The Shanghai Cobra (1945)
In this, the only film in the set not directed by
Phil Rosen (Phil Karlson handles the duties on this one), some dastardly fiend is out to steal some radium from a high security
bank vault. A few murders occur and it seems the killer is using cobra venom to do his dirty work for him. An unconventional
technique to say the least and one that baffles police inspector Davis. Of course, Charlie Chan is called in, once again accompanied
by Number Three Son and Birmingham Brown, and you just know he's going to crack the case wide open and save the day.
Far slicker looking than the lackluster visuals of
The Scarlet Clue, this six film in the set has a much stronger noir element running through it visually than
the earlier films and plays closer to the Fox films than the others in this set. Director Phil Karlson would go on to helm
such crime noir classics as Kansas City Confidential and one can really see his potential here, even if it
is a little rough around the edges and hindered by the low budget. Toler and Moreland are their usually reliable selves here
and Benson Fong as Tommy Chan (Number Three Son) does an above average job as one of Chan's clumsy offspring, displaying some
great comedic timing.
As a whole, these films are a lot of fun despite their
shortcomings. They are low budget, they are horribly politically incorrect, and they are obviously thrown together very quickly.
But Chan and his bumbling offspring make for good entertainment and its fun to come along with them on their cases just to
see what the celebrity detective will be able to pull off.
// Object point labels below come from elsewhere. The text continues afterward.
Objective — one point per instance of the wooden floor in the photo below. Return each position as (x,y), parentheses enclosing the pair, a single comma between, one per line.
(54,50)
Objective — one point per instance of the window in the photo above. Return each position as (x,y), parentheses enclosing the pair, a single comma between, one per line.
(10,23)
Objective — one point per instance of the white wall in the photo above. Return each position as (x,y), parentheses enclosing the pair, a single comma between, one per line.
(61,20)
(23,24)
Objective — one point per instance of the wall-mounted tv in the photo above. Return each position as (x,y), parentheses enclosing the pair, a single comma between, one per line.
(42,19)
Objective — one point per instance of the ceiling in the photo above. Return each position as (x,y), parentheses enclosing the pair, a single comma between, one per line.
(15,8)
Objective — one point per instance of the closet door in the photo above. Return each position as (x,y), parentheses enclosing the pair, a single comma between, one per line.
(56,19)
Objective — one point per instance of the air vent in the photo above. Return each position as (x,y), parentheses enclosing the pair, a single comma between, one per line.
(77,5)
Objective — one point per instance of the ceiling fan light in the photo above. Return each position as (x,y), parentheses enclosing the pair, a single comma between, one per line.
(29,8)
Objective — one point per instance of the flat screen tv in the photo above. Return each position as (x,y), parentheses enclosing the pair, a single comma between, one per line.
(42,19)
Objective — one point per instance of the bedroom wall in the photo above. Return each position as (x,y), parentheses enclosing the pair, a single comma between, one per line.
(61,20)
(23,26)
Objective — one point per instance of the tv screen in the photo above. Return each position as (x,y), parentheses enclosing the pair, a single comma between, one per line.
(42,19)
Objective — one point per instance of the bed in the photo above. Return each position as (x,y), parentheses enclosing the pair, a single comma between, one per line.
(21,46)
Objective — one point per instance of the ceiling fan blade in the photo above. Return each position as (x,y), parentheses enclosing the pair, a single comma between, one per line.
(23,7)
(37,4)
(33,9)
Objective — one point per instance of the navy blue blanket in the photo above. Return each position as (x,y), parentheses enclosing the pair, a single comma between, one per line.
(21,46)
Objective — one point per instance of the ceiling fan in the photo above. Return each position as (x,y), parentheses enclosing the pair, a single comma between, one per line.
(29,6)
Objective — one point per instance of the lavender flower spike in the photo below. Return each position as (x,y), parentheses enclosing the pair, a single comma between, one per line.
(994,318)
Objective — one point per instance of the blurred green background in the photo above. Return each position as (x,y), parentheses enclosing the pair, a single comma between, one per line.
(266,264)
While the Fox films had better sets, creepier atmosphere and more
interesting stories, these six Monogram films are fun little b-movies worth revisiting if you're able to set aside the fact
that they are, for better or worse, very much products of their time.
The films are presented as they were intended
to be seen, in their original 1.33.1 fullframe aspect ratio, and are completely in glorious black and white once the United
Artists logo passes. These may be the same transfers that were used on the laserdiscs a few years ago, though I can't confirm
that. Even if they are recycled though, for films fast approaching their sixtieth birthdays, they look quite good on these
DVDs. There is minor print damage present throughout as well as a thin coat of grain evident from pretty much start to finish
but none of it seems unnatural at all and the prints used here are in surprisingly good shape. Blacks remain stable and solid
and don't break up at all and edge enhancement and aliasing, while present, is minimal.
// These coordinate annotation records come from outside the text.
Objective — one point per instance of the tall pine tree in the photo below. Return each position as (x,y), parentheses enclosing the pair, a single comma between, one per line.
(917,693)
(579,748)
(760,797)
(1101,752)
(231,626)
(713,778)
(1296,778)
All six films are presented in Dolby Digital Mono
with optional subtitles available in English, French, and Spanish. There is slight hiss throughout but it isn't too distracting
and aside from the occasional pop here and there, these are fairly clean tracks, especially when you consider their age. One
thing worth noting however is that the levels on these discs seemed a little bit low, though this was easily fixed by turning
the volume up a bit to compensate for that. Most of the time dialogue comes through well enough and sound effects and background
music levels seem to be set appropriately.
Aside from chapter selection, these discs are completely
barebones. No text pieces, no interviews, no commentaries - nothing of the sort. This is the most disappointing aspect
of this set. There are plenty of people around well versed enough in the history of the character that it should have been
possible to at least get some commentary tracks down on a few of the films. You would also think that there has to be some
promotional material laying around that could have been compiled for a still gallery. But sadly, we don't get anything of
the sort. On the plus side, the packaging is very nice, as are the covers to the individual DVDs inside the box.
MGM's The Charlie Chan Chanthology
is the first in what will hopefully be a slew of Chan releases on DVD. I'd hope that Fox will follow suit as they do own the
rights to the best films in the series and those are ideally where you'd want to start. That being said, if you're one with
a taste for Chan's adventures, you could do a lot worse than pick up this set. Audio and video quality is pretty decent and
despite the abhorrent lack of any extra features at all, The Charlie Chan Chanthology comes recommended.